Durante los meses de verano los casos de cólicos en el riñón, se dan con más frecuencia que el resto de año. Las temperaturas elevadas provocan que se pierda más agua a través de la piel, aumentando el riesgo de que las sales que porta la orina se aglutinen hasta crear una piedra en los conductos urinarios. Los cálculos renales son responsables en un 95% de los casos del cólico nefrítico. Cada año se diagnostican alrededor de 350.000 nuevos casos de esta patología que afecta en nuestro país a más de un millón y medio de personas.
Por esta razón, los expertos recomiendan en estos meses ingerir una mayor cantidad de líquidos para compensar la pérdida de agua y evitar las posibilidades de sufrir un cólico nefrítico. El doctor Enrique Pérez-Castro, director médico de la Clínica La Luz y responsable de Unidad de Urología del citado centro explica que “para el correcto funcionamiento de los riñones en cualquier época del año es fundamental tomar al menos cada día más de dos litros de agua, pero aún más en los meses de verano para evitar la deshidratación y, como consecuencia, la formación de cálculos en el riñón, vejiga y uréter”.

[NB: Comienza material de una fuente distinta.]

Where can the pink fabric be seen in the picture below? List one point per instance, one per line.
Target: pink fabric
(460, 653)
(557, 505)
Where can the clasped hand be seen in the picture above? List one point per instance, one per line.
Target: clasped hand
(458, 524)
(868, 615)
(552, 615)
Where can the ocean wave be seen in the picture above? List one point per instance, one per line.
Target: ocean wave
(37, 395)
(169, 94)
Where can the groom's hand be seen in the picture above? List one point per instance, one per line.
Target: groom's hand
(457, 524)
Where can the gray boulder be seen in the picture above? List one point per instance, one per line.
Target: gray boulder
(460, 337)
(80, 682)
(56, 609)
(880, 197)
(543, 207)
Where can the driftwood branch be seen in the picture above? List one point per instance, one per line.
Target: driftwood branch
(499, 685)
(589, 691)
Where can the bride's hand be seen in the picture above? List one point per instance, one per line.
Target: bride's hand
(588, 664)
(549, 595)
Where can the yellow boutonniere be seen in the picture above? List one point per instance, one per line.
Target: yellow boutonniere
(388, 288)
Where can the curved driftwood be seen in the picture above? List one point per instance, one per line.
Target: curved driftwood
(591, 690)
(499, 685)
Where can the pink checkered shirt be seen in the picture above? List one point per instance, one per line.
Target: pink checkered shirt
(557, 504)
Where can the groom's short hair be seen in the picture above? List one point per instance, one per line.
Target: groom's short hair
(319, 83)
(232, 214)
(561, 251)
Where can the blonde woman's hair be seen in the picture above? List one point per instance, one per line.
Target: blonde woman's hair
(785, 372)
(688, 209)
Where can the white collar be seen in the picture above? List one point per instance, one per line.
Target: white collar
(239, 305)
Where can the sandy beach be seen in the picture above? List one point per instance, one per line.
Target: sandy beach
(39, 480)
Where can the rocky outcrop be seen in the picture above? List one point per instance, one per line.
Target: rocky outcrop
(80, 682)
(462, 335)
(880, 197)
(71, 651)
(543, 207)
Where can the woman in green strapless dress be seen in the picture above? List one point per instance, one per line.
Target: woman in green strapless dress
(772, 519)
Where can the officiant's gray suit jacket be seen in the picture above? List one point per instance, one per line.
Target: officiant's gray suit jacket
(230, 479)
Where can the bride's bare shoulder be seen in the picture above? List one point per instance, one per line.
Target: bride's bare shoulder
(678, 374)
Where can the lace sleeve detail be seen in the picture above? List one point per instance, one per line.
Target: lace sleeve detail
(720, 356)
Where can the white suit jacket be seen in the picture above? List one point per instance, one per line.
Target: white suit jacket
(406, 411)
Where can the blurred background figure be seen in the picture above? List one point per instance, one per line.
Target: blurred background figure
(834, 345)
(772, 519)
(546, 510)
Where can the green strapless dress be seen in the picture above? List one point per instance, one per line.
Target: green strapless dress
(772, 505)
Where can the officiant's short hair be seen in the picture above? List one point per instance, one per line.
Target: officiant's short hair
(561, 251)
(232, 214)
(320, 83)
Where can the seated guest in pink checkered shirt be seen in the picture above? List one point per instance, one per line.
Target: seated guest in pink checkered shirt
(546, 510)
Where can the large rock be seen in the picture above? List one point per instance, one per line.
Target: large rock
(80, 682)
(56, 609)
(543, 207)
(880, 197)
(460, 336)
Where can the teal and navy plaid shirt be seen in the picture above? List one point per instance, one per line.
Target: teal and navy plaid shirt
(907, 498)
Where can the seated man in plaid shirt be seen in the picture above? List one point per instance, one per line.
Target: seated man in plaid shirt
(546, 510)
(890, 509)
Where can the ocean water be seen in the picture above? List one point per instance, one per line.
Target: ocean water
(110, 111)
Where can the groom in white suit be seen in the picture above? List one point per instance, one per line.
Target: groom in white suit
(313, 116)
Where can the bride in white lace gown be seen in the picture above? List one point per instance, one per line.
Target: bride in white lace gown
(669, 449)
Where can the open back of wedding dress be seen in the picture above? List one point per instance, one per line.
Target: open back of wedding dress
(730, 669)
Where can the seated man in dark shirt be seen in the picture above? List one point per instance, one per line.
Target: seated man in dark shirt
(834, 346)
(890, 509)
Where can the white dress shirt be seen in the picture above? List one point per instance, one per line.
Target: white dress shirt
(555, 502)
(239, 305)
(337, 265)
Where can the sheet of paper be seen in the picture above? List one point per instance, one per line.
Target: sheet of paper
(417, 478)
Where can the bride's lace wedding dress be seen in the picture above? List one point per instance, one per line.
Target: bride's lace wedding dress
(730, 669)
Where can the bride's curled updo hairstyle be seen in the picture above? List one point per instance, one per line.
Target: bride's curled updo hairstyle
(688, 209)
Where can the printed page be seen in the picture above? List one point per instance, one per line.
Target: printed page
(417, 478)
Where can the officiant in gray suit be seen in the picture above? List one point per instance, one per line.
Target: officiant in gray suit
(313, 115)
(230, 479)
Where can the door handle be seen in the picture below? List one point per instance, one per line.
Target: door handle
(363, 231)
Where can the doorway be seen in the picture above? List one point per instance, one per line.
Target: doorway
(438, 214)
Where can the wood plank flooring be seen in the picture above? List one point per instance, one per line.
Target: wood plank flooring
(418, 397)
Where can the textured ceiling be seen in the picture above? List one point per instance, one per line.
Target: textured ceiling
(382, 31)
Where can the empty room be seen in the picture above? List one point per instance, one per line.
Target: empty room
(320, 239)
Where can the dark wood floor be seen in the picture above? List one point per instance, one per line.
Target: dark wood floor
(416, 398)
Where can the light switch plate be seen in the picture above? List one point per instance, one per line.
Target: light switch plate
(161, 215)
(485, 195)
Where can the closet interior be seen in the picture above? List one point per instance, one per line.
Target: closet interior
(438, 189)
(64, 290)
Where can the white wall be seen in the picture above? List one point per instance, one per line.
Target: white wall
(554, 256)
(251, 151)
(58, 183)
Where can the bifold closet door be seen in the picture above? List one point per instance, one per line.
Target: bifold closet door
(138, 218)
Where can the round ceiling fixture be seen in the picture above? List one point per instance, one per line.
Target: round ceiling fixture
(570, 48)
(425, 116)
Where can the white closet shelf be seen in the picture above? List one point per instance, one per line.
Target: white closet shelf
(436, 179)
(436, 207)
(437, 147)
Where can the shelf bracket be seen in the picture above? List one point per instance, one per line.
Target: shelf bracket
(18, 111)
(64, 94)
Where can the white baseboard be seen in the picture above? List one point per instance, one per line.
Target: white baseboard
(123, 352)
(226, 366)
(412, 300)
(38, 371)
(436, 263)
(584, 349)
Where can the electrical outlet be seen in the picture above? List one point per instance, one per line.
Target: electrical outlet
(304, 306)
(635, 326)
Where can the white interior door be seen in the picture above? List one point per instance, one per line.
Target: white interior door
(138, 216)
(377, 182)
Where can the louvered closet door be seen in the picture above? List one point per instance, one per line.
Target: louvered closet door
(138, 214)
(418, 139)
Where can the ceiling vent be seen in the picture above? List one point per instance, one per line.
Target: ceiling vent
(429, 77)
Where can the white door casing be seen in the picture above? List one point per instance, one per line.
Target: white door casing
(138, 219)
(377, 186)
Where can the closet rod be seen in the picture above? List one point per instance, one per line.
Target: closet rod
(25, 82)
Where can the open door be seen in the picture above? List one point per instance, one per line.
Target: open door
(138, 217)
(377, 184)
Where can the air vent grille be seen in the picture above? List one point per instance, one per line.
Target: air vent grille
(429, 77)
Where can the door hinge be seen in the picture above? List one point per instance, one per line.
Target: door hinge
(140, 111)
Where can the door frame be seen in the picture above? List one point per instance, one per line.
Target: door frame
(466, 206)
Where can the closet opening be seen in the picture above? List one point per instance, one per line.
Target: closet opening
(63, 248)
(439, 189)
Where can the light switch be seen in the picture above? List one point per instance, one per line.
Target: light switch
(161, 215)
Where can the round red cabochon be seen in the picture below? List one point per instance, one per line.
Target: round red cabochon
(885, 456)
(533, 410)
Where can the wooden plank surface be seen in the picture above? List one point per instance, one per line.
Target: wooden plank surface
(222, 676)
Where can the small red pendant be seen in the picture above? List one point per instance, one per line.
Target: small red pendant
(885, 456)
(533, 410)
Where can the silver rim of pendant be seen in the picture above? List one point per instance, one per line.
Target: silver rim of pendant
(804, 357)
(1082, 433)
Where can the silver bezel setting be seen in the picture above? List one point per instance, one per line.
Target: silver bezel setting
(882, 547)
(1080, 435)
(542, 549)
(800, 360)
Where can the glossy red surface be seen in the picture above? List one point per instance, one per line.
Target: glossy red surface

Los avances desarrollados en los últimos años han conllevado que, en la actualidad, sólo el 5% de los pacientes con litiasis requiera una intervención quirúrgica como tratamiento. Así, en la actualidad, los cálculos renales pueden eliminarse a través de litotricia o endourología, técnicas mínimamente invasivas que consisten en aplicar ondas de choque o procedimientos endoscópicos. La Unidad de Urología de la Clínica La Luz, que cumple este año su 25 Aniversario, ha sido pionera en España de la implantación de estas técnicas, que han ayudado a mejorar la calidad de vida de muchos pacientes.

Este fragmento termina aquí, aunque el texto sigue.